Automated Product Imports

Challenge

APEX Tools uses the Stibo Product Information Management (PIM) system to keep track of product data, images, and categorization. This data needs to be displayed on their websites across multiple brands and regions, each with its own set of data.

We had multiple challenges to solve for:

  1. We needed a way to import the PIM data into Drupal for display on the websites.

  2. The PIM contains data on active and inactive products and products across multiple markets where the product may not be available. We needed filtering.

  3. The PIM can export an XML file of the entire PIM, or a delta of changes between timeframes. But it is not exposed through an API that the websites can access.

  4. Images are stored on a separate sFTP server instead of a standard image server.

Solution

  1. Our solution was to use the Drupal Migrate module to build custom migrations for each brand and regional website. The Drupal Migrate module provides the skeleton for importing content from XML. The migration is run twice per day (per site) via a separate command line process to isolate it from interfering with the website display. Migrate module provides functionality to update content without overwriting old data. We can also use Migrate to update subsets of data from a delta XML without overwriting older data.
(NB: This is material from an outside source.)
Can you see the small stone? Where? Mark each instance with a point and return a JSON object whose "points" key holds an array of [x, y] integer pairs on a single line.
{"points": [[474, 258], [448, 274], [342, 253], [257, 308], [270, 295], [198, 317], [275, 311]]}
  2. Each site within the Drupal multisite has its own custom migration configuration that allows us to filter each site per rules. We have a common framework for importing, but different rulesets on what to bring in.

  3. The PIM exports a delta file that is uploaded to an FTP server via a custom process built by APEX Tools engineers every 12 hours. Our migration process begins by checking for new files loaded to the FTP server and pulling them in. Migrations are run on any files pulled from the FTP that has yet to be migrated.

  4. We implemented a third-party library called FlySystem for connecting to the FTP servers for both the data and images. This allows us to efficiently and easily access the secured content for use on the website.

Results

The client no longer has to manually update information on the website or use a long slow process to do full imports of content manually. Data is never out of sync for more than 12 hours. And the client has a reliable system for maintaining product data.